Mereka mungkin tidak sengaja
memisahkan diri dari mayoritas. Tetapi, dengan alih-alih bahwa ideologi premature
mereka tidak sejalan dengan kebanyakan, mereka akhirnya mulai membuat jarak. Jarak
sempit untuk permulaan untuk kemudian menjadi semakin lebar dan semakin susah
dirangkul untuk kembali disatukan. Beberapa menganggap ini sepele, hanya sekadar
soal memilih teman nongkrong, teman curhat dan tidak menutup kemungkinan teman
tidur ( siapa tahu? ). Coba lihat dari atas, bukankan akan semakin terlihat
parit pemisah antara satu kelompok mahasiswa dengan kelompok mahasiswa lain?
Ini adalah bentuk awal dari sebuah perpecahan dalam sebuah institusi
pendidikan.
Anggap saja hal ini adalah hal yang
tidak terhindarkan, sudah sejak awal ada scenario sebuah perguruan tinggi.

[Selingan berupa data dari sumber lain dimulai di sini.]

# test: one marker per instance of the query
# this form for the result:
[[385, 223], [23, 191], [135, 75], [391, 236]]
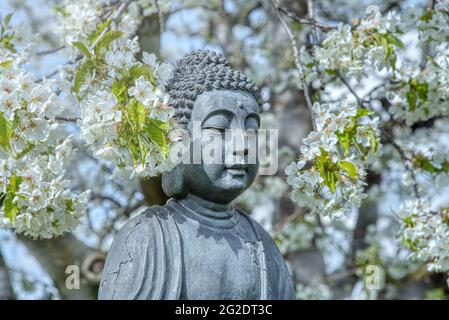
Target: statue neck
[[209, 213]]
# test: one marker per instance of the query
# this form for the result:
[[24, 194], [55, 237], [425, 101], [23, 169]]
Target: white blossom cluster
[[79, 20], [423, 93], [426, 233], [124, 112], [35, 197], [128, 124], [354, 50], [329, 176]]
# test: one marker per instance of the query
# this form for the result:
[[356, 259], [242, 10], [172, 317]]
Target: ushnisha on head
[[205, 91], [202, 71]]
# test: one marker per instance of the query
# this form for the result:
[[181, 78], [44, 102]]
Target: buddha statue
[[197, 245]]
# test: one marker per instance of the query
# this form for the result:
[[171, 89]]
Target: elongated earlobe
[[173, 182]]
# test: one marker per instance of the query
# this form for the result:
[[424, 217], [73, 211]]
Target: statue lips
[[237, 169]]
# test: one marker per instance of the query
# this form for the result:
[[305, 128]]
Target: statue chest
[[219, 263]]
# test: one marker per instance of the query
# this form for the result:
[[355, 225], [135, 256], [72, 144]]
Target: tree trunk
[[55, 255]]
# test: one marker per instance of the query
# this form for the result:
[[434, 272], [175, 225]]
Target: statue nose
[[241, 151]]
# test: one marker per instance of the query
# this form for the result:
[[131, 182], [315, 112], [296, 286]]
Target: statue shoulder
[[144, 239], [258, 229]]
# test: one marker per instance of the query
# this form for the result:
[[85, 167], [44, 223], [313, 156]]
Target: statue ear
[[173, 182]]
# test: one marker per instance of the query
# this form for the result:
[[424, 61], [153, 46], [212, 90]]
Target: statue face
[[214, 113]]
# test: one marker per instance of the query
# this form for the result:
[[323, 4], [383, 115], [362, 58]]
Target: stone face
[[197, 246]]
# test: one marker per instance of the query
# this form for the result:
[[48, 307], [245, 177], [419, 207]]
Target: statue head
[[206, 92]]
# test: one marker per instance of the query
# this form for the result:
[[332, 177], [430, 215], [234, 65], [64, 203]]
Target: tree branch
[[298, 64]]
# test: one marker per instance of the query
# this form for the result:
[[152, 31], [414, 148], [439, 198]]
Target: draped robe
[[145, 261]]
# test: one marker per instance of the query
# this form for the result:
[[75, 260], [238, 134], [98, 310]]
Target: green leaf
[[374, 141], [10, 208], [395, 40], [80, 75], [119, 90], [136, 72], [94, 35], [81, 47], [69, 205], [110, 36], [5, 133], [350, 169], [427, 16], [362, 112], [157, 135], [137, 115], [412, 98], [6, 64], [7, 19], [344, 141]]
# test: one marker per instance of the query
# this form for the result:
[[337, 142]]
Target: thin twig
[[123, 6], [67, 119], [291, 14], [298, 64], [160, 16], [120, 10], [407, 161], [50, 51], [311, 14], [346, 83]]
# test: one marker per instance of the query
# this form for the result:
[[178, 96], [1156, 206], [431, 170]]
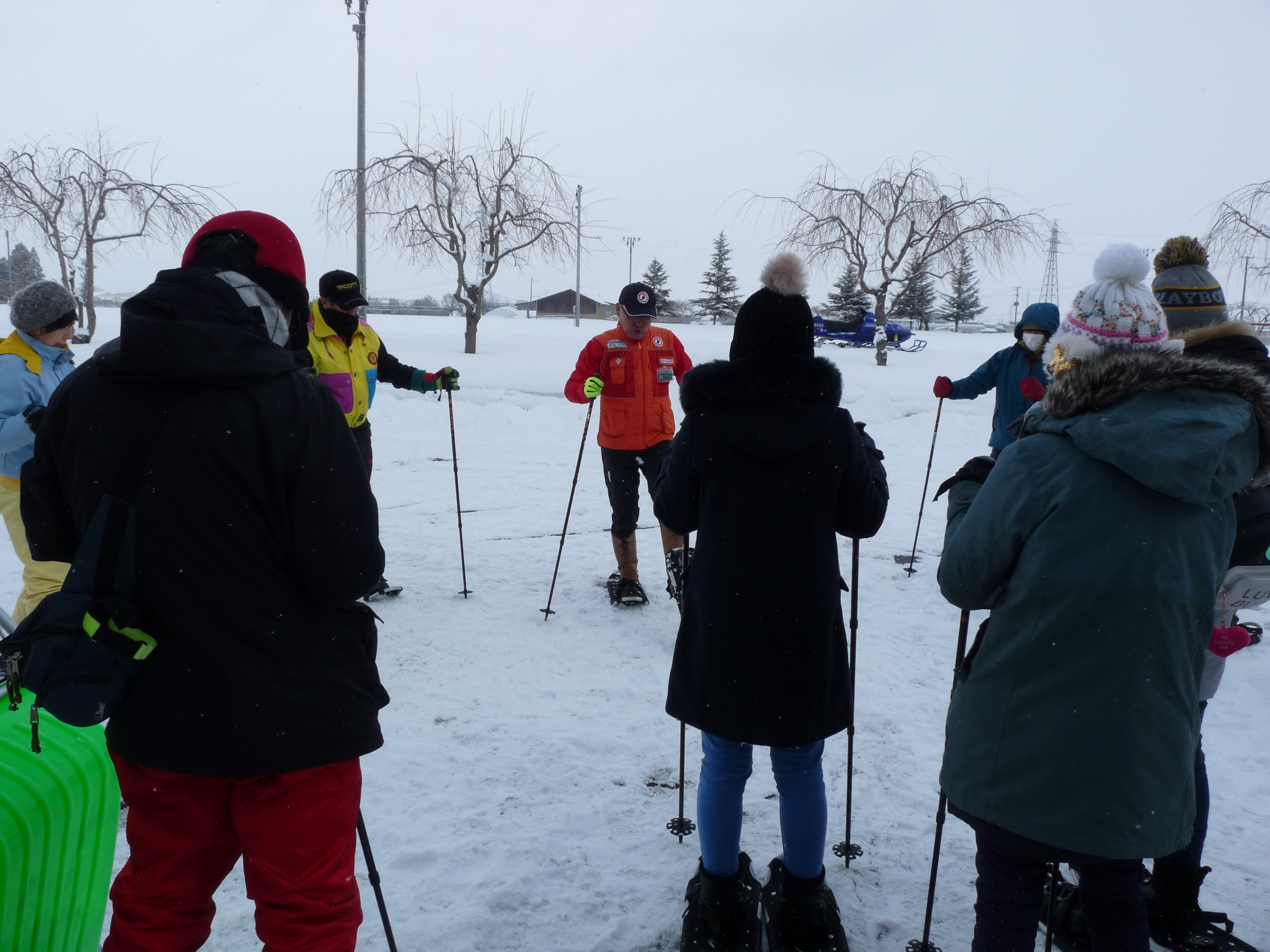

Anggap saja begitu supaya tidak semakin rumit. Mungkin banyak yang lupa bahwa
selalu ada hal penting di balik sesuatu yang dianggap sepele. Ada banyak hal
luar biasa yang dimiliki oleh para mahasiswa yang dianggap remeh oleh mahasiswa
lainnya yang merasa lebih superior. Sayangnya hal luar biasa itu tidak pernah
dianggap nyata, toh nyatanya masih ada yang (merasa) lebih segala galanya.
Ditambah lagi keengganan mencari tahu yang sudah mengakar sampai kea lam bawah
sadar. Kalau begini siapa yang salah dan siapa yang benar? Mari kita telaah
soal pengklasifikasian illegal mahasiswa ini dengan pembagian sebagai berikut :
Akademisi Tulen, Organisator, Anak Gaul, dan yang tidak ketiganya.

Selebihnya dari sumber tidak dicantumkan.